The country’s power regulator, the Central Electricity Regulatory Commission (CERC), has adjourned the hearing of a case regarding the jurisdiction of the Forward Markets Commission (FMC) in granting permission for electricity futures, till February.

As the CERC has not passed any stay order in the case, futures trading in electricity will continue on the Multi Commodity Exchange (MCX).

The case was first heard by the CERC on Tuesday. The power regulator’s Chairman, Pramod Deo, had heard the petitioner Power Exchange India’s (PXI’s) argument.

PXI is promoted by the National Commodity & Derivatives Exchange (NCDEX) and the National Stock Exchange of India (NSE). Half a dozen others have equity stakes for trading in the exchange.

 

PXI filed a petition with CERC, claiming that electricity was not a commodity and therefore, FMC could not have any jurisdiction over its futures trading. The petition made MCX a respondent.

“The lawyer of the petitioner, PXI in this case, asked for adjournment of the case as he wanted time to answer the respondent’s, in this case, the Multi Commodity Exchange’s arguments and we accepted the request. Now, it is up to the PXI lawyer for the new hearing date,” Deo said.

When asked about the merit in the claim, Deo said, “Both sides will have to convince us. Our decision will come after hearing is over.”

On the new hearing date, the decision will be taken whether the case is maintainable or not, he added.

Deo confirmed that the MCX, on its part, has already submitted its arguments, which apparently said that the exchange launched electricity futures on January 9 with mandatory permission from the FMC.

Meanwhile, FMC Chairman B C Khatua claimed that electricity futures is in the domain of the Forward Contract (Regulation) Act, 1952 until delivery takes place on futures platform. When the electricity is delivered, the contract becomes the domain of CERC, he added.

On Wednesday, existing contracts are the “derivatives of electricity” and not the “electricity”, which is financial derivatives and not the contract of the actual commodity. These two should not be mixed as has been done in the case, Khatua explained.

The delivery of electricity is optional, which can be decided mutually. It is not a compulsory delivery contract, Khatua claimed.

The contracts available for trading on the MCX throughout the week, has trading unit as 1MW x 24 hrs with tick size as Rs 1 per MWh.

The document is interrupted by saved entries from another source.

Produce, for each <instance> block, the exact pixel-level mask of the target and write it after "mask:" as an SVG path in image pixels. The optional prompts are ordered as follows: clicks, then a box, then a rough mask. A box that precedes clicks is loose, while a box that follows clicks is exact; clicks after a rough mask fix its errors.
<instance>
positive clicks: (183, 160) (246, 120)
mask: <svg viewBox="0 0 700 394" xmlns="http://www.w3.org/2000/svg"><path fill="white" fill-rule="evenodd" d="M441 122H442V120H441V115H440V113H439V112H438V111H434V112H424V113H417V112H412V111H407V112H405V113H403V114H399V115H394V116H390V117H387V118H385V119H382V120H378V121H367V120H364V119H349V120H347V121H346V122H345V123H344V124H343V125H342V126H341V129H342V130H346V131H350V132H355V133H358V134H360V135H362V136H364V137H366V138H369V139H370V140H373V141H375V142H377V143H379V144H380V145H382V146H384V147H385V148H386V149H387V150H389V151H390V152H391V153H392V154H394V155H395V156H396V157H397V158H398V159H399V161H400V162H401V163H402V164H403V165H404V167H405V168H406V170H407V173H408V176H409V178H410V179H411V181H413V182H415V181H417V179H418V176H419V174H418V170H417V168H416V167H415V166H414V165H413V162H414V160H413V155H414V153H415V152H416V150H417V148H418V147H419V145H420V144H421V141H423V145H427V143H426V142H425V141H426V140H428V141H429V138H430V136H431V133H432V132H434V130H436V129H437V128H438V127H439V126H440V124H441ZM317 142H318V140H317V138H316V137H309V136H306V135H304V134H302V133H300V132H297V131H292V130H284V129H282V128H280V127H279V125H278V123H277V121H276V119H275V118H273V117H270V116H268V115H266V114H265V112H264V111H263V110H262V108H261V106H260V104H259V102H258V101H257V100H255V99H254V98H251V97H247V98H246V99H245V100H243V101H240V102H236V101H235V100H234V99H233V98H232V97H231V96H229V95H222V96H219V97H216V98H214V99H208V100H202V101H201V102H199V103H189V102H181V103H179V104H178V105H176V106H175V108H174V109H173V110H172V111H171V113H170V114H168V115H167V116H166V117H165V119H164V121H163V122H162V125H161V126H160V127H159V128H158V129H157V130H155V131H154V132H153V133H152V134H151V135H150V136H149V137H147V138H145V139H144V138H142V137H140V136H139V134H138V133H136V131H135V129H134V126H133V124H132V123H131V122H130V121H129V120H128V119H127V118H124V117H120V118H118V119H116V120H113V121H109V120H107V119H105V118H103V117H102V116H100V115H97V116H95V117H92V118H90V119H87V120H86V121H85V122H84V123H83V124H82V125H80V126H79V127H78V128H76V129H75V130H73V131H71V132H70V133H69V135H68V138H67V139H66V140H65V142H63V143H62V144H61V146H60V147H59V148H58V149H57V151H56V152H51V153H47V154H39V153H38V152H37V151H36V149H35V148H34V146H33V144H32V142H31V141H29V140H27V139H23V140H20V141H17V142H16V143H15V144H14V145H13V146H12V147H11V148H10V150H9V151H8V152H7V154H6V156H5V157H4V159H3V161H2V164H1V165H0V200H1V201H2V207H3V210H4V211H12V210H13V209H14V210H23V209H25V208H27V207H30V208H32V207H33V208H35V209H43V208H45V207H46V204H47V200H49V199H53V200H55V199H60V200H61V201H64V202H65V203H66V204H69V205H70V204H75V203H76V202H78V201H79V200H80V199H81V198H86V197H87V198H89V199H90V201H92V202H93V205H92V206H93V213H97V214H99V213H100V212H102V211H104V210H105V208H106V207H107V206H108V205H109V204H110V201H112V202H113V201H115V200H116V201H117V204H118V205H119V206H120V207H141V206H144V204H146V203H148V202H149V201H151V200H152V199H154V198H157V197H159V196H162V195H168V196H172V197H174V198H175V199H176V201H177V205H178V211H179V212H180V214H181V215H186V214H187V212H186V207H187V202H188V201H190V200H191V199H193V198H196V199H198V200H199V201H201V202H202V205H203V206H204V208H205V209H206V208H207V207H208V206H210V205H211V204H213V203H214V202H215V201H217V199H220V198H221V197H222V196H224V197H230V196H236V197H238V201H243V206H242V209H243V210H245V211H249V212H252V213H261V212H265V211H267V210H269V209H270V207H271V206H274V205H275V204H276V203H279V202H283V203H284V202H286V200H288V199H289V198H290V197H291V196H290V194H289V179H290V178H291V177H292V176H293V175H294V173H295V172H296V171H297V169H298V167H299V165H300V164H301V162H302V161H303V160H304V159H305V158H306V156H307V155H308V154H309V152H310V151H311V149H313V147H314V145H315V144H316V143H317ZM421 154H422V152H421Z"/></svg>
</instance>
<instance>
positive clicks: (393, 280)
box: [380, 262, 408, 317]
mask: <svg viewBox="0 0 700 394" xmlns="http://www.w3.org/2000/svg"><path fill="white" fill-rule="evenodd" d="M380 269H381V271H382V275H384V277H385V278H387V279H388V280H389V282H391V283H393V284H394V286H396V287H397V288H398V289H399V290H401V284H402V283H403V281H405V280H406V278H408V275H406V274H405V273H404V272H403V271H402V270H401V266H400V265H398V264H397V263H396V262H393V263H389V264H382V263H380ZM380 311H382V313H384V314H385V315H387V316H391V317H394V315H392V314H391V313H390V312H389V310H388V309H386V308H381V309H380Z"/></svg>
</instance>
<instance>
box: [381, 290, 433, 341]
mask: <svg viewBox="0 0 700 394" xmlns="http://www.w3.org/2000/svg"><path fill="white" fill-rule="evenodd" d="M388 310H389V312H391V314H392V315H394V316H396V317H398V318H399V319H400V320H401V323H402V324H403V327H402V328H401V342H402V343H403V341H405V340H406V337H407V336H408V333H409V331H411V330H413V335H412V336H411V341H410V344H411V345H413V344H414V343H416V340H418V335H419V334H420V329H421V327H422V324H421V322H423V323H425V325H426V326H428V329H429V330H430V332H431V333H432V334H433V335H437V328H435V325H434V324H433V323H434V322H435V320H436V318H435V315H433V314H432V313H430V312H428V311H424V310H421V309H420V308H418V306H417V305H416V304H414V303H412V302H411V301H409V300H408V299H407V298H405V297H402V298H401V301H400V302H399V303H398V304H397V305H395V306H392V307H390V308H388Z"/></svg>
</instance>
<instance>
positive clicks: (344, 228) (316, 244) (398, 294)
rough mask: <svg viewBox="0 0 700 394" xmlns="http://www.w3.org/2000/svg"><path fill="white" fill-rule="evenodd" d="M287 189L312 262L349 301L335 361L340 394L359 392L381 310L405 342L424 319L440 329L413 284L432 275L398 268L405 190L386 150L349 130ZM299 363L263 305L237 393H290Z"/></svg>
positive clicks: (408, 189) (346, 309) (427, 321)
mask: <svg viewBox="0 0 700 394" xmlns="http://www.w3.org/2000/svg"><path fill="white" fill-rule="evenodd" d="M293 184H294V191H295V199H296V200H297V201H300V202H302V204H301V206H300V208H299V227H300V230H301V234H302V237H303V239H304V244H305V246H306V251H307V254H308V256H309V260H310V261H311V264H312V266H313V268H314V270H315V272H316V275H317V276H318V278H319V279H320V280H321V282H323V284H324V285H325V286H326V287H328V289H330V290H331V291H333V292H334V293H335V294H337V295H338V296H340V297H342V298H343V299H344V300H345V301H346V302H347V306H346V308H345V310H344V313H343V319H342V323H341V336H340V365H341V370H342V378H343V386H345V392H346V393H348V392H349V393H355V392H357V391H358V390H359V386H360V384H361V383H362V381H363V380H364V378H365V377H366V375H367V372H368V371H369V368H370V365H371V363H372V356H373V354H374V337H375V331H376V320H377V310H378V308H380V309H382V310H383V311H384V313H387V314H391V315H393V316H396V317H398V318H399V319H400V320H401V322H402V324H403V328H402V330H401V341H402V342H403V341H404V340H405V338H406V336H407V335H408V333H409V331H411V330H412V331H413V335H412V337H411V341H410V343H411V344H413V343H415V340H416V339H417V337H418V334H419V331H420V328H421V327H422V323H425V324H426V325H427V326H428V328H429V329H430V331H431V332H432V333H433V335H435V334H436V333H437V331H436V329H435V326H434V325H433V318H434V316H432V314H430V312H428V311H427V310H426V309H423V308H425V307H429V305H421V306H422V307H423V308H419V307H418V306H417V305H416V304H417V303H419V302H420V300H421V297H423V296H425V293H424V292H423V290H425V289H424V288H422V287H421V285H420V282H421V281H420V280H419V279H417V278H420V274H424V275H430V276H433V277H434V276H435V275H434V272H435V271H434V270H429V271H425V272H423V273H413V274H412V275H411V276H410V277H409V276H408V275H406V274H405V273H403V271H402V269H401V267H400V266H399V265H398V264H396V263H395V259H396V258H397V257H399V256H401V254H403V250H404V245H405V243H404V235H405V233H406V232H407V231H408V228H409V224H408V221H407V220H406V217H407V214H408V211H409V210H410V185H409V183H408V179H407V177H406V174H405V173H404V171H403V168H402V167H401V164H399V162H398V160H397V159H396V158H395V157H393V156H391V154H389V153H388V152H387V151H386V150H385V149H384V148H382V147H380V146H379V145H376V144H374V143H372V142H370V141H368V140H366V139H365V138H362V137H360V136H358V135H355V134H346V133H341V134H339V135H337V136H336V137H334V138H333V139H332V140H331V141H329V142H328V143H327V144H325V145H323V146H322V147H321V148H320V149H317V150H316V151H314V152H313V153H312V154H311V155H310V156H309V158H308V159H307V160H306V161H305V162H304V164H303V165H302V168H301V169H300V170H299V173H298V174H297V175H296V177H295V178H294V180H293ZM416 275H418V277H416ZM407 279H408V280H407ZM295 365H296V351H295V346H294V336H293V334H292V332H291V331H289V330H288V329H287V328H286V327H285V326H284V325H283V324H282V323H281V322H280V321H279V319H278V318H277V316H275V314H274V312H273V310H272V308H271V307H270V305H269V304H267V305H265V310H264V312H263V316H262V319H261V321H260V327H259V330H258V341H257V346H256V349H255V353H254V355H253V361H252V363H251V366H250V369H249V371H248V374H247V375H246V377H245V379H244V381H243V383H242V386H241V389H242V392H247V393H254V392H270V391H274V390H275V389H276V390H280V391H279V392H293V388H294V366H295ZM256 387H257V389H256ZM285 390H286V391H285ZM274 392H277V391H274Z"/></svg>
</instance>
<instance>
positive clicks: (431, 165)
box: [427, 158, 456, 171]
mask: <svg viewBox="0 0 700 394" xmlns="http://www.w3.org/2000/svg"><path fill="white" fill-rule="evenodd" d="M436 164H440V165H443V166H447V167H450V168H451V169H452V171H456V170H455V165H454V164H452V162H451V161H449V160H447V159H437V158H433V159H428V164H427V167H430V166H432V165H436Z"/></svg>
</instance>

The delivery is optional for both buyers and sellers and due date rate (DDR) is the average of daily system prices of day-ahead market of Indian Energy Exchange (IEX) for delivery during the contract week/month. At any point of time, eight weekly contracts and four calendar month contracts are available for trading.

The total annual market size (electricity generation) in 2007-08 stood at Rs 2,00,000 crore (for 665 million MWh @ Rs 3000/MWh), that is, about 665 billion units. The present short term market per year is around 4 - 5 per cent of the total market i.e. Rs 13,500 crore (30 million MWh @ 4500 per MWh) which is equivalent to about 30 billion units.